A magia da voz
Em CD e show, Roberta Sá se impõe como uma das melhores intérpretes de sua geração
LUÍS ANTÔNIO GIRON
Roberta Sá possui uma estranha peculiaridade: sua beleza física é camaleônica, jamais parece exibir o mesmo rosto ou o mesmo corpo. Não apenas em fotos. Quando essa potiguar de 24 anos, alta e (agora) esquálida, sai por instantes da mesa em São Paulo onde conversa com ÉPOCA e volta, já parece outra. A persona fluida faz com que se comporte ora como garota mimada da zona sul carioca (solteira, desde os 15 anos mora no Leblon com a mãe e o padrasto), ora como nordestina incisiva. ''Não sei por quê'', comenta com sorriso largo. ''Nunca pareço igual...''
A moça, porém, conserva um traço distintivo: a voz. Exibe um timbre nítido, desembaraço no fraseado e uma espontaneidade capazes de arrebatar os músicos com quem trabalha ou que ouviram suas primeiras gravações. Entre eles, Paulinho da Viola e Elton Medeiros derramam-se em elogios à estreante. ''Ela escolheu o caminho mais difícil'', diz Medeiros. ''Interpreta composições que exigem alto grau de musicalidade.''
Esse dom se faz sentir no CD de estréia, o extraordinário Braseiro, lançado em show no Rio de Janeiro, na semana passada. O espetáculo continua nas quartas-feiras dias 20 e 27. Para realizá-lo, Roberta consome-se em ensaios. Nos últimos dias, conta, emagreceu 4 quilos, só pensando no show - o que provoca alterações profundas em sua aparência, diversa da estampada na capa do disco. ''O problema é que sou perfeccionista e não descanso.'' Seu gosto vai de bossas (''Eu Sambo Mesmo'', de Janet de Almeida) a músicas ainda mais difíceis, como os sambas ''Pelas Tabelas'' (Chico Buarque) e ''No Braseiro'', que Pedro Luís, outro fã, compôs para ela. Para ter uma idéia de seu canto, basta imaginar um amálgama que contenha Marisa Monte e Gal Costa, com doses maiores de jovialidade, punch e notas graves. ''É uma intérprete requintada'', analisa Rodrigo Campello, diretor do show e produtor do disco. ''Seus vibratos seguem a melhor escola brasileira.''
Roberta Varella Sá sempre cantou, mas deu o salto ao estudar técnica vocal. Em Natal, onde nasceu, ouvia os sambas favoritos da mãe, embora o pai, o político Múcio Sá, preferisse Beatles. Aos 18 anos, morou no Missouri, num programa de intercâmbio, e lá foi contralto num coral. De volta ao Rio, fez aulas de canto, enquanto estudava Jornalismo e trabalhava como balconista de uma loja de grife. Curiosamente, a carreira começou no reality show Fama, em 2002. ''Fiz o teste só para ver.'' Passou e participou do programa, mas foi eliminada numa semifinal. ''Era uma novela. Eu fazia a princesinha.'' Jura que não sabia cantar, mas conheceu na ocasião o professor Felipe Abreu.

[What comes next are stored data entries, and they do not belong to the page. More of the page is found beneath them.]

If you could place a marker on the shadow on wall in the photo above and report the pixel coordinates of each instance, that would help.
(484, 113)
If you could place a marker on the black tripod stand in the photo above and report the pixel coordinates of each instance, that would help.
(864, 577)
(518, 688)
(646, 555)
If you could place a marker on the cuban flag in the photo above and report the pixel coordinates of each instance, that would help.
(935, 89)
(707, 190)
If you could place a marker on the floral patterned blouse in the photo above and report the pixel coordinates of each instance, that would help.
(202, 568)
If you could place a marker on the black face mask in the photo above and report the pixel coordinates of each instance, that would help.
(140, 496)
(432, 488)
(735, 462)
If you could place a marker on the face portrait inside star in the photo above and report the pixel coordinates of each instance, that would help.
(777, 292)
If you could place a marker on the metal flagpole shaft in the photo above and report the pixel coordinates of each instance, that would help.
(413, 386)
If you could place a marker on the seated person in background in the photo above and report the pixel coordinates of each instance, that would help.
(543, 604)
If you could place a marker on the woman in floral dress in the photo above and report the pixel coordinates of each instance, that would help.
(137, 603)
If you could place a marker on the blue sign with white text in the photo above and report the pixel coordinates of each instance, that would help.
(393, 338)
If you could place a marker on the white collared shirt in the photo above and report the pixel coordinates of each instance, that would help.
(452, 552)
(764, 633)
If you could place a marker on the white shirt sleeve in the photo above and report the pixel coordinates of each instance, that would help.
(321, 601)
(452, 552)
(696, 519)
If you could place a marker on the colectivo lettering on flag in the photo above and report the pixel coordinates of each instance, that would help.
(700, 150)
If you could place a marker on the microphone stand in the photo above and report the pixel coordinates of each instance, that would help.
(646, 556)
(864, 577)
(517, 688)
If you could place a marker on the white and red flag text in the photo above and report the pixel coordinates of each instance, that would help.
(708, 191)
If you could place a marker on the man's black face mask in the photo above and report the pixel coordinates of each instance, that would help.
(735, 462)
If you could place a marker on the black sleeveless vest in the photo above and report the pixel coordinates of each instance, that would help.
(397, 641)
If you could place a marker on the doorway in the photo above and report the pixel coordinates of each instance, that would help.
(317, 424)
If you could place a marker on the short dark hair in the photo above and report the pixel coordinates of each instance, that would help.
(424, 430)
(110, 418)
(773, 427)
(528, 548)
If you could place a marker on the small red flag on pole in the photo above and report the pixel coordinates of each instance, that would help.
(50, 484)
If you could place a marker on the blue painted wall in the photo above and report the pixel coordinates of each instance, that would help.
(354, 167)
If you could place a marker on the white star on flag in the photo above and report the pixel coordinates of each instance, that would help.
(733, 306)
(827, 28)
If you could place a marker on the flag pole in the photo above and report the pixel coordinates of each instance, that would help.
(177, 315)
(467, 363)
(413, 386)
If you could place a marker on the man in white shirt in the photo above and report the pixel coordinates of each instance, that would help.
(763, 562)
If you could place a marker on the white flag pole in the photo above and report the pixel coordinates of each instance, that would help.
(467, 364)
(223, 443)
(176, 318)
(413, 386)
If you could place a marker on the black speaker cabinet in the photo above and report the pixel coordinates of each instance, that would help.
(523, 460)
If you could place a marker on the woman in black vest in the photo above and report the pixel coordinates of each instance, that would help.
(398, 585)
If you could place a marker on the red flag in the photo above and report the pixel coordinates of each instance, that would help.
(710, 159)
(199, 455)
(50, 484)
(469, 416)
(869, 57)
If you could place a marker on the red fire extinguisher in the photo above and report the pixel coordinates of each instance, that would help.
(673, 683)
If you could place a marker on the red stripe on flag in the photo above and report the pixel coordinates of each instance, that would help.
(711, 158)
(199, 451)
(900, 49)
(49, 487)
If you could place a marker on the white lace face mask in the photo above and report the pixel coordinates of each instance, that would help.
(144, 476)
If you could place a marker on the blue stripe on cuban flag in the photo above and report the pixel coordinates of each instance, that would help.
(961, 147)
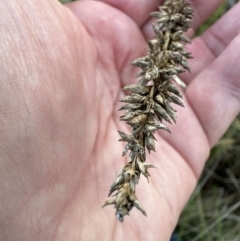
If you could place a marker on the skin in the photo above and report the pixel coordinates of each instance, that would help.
(62, 69)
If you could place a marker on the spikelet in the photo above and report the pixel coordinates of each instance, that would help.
(148, 103)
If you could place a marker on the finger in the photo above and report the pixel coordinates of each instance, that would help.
(202, 10)
(215, 93)
(212, 43)
(138, 10)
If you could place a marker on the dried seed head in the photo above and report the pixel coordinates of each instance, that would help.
(149, 101)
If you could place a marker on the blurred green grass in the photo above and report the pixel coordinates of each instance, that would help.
(213, 212)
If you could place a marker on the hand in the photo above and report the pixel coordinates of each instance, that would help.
(61, 81)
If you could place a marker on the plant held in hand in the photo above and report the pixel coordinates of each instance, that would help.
(149, 102)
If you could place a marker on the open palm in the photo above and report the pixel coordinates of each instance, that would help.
(61, 82)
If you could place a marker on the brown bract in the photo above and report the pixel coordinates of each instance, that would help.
(150, 100)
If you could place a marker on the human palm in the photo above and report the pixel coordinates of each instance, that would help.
(59, 149)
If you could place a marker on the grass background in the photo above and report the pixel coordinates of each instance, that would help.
(213, 212)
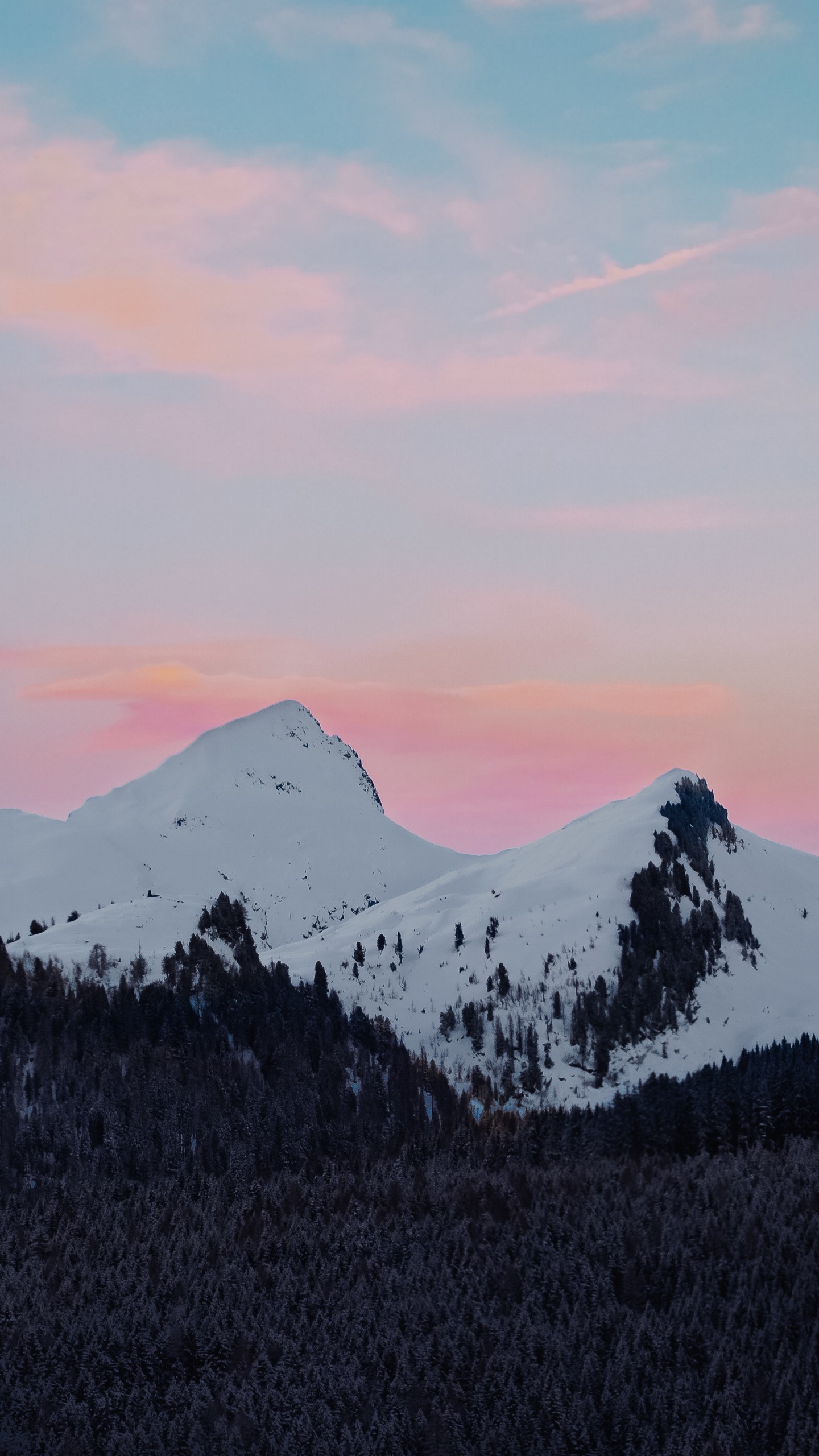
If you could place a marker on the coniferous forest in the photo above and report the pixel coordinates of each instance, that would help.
(237, 1221)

Irmão de Fernanda Abreu, Felipe incentivou Roberta a gravar uma fita demo e a fazer o primeiro show, no Mistura Fina. No fim de 2003, Roberta levou uma fita a Gilberto Braga, que escrevia a novela Celebridade. O autor gostou da voz e a convidou a gravar o samba ''A Vizinha do Lado'' (Dorival Caymmi), prefixo de Juliana Paes. Rodrigo Campello produziu e arranjou a faixa. A música fez tamanho sucesso que lhe rendeu o convite para gravar. Braseiro tem participações de Pedro Luís, Ney Matogrosso e MPB4 e virou um êxito de crítica, para a surpresa da cantora. Planeja agora uma turnê para conquistar o público. ''Será uma anti-superprodução'', brinca. Séria: ''Estou no começo. Não sei como será''. Mesmo sem querer, Roberta já se impõe, segundo os especialistas, como o timbre canônico de sua geração. E reúne arte para se converter numa das intérpretes mais puras da MPB atual. Sua voz revela identidade de estrela.